Wednesday, February 6, 2008
I didn’t really try to find out what exactly a good small meal would mean but as an assumptive person that I am, I went out to buy some junk foods (Pillows, Nova, etc.), a drink called Tropicana Twister (orange or pineapple flavor, I can’t remember), sweets, candies and a pack of Marlboro Lights cigarette. I was a coin short but fortunately (or so I thought), I got some when I turned out my pockets. When I gave him my due, I noticed that the salesman has a small piece of magnet on his hand and all the coins started flying into the magnet.
I thought he was playing around at some point but as I turned my back, he said I owed him 4 pesos. He said the coins I gave him were imitations except for two, and showed me the magnet with four coins stuck into it. He probably noticed my curious face reaction because he further explained that real coins won’t stick to any magnet. Though I gave him back one of the items I had, I went home bothered as to how I got the fake coins. Or are they really counterfeits?

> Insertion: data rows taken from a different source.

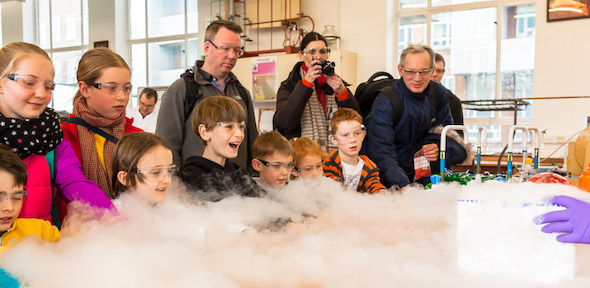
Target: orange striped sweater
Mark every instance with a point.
(369, 182)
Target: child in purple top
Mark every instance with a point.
(33, 131)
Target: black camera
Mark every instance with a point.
(327, 67)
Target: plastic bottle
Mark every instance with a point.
(584, 180)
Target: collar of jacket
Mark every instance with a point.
(204, 77)
(424, 93)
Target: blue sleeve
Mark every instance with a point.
(443, 116)
(381, 136)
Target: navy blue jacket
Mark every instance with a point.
(393, 149)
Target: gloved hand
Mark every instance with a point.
(574, 221)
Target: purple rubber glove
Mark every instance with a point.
(574, 221)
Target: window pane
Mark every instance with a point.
(467, 41)
(138, 71)
(44, 32)
(137, 19)
(193, 16)
(166, 62)
(65, 64)
(453, 2)
(165, 18)
(192, 52)
(66, 23)
(518, 55)
(412, 30)
(412, 4)
(85, 11)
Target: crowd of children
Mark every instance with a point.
(97, 154)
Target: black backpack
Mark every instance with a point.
(367, 92)
(193, 94)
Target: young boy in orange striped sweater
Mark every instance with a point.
(345, 165)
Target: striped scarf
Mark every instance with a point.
(315, 121)
(93, 169)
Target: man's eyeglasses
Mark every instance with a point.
(352, 134)
(422, 73)
(14, 198)
(278, 166)
(313, 52)
(32, 82)
(231, 127)
(113, 88)
(225, 49)
(156, 173)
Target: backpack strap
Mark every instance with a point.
(396, 103)
(51, 162)
(434, 96)
(192, 92)
(81, 122)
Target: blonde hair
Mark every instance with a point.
(344, 114)
(304, 146)
(270, 142)
(216, 109)
(13, 53)
(128, 151)
(93, 62)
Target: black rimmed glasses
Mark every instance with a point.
(422, 73)
(278, 166)
(32, 82)
(231, 127)
(113, 88)
(324, 52)
(14, 198)
(351, 134)
(156, 173)
(226, 49)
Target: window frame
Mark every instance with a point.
(148, 40)
(429, 10)
(83, 47)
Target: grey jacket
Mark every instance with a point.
(180, 135)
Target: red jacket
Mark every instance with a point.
(71, 134)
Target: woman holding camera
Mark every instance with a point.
(311, 93)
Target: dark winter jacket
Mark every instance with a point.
(292, 99)
(393, 149)
(215, 181)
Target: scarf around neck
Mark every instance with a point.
(91, 165)
(36, 135)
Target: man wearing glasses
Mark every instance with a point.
(212, 77)
(393, 145)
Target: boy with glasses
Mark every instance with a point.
(345, 165)
(273, 159)
(219, 122)
(393, 145)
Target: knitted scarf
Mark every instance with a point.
(315, 120)
(28, 136)
(91, 165)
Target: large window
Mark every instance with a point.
(489, 50)
(163, 41)
(63, 33)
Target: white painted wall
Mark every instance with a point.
(561, 69)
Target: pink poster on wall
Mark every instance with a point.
(264, 78)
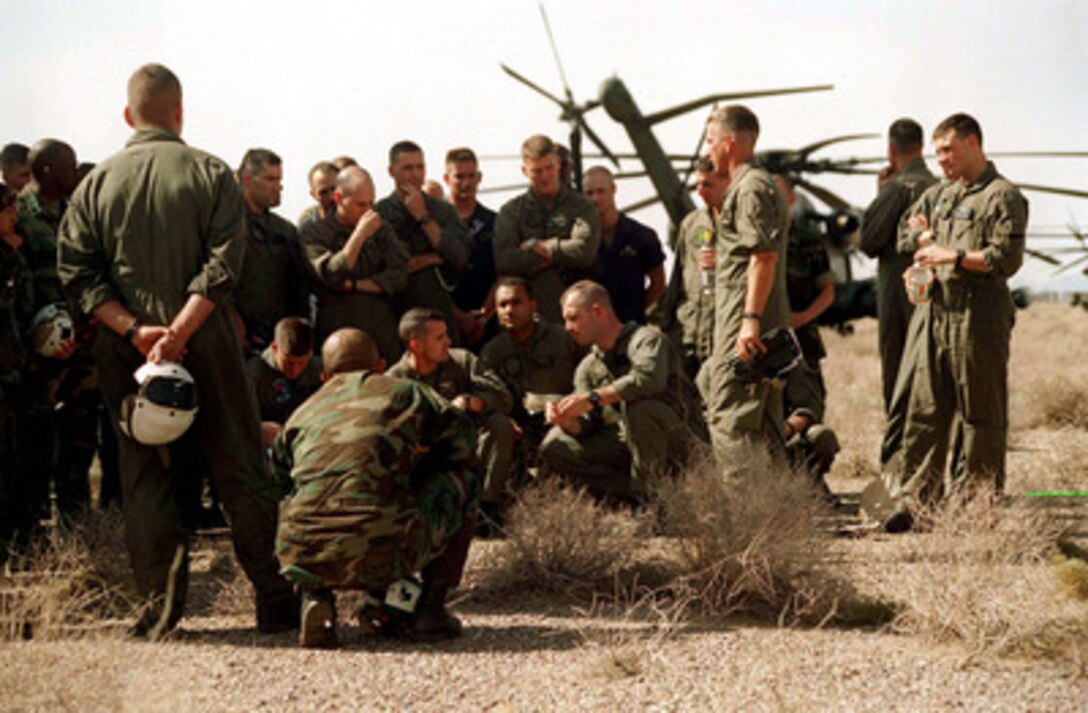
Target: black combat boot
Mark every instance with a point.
(318, 621)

I remembered reading an article about Philippine coins being smuggled by a number of Taiwanese citizens. The coins are sold in China, melted down and the derived metals are used to manufacture electronics goods like mobile phones. As a response, the Central Bank of the Philippines changed the composition of coins it produces. I can’t remember what exactly the type of metal they used but surely, they lessened the use of copper and nickel to produce coins. I was thinking that the coins I have might be pieces of those new wave of coins produced by the bank.
Have you heard about fake coins circulating in the metro? I can hardly tell the difference, but to be honest, I wouldn’t go out with a piece of magnet in my pocket.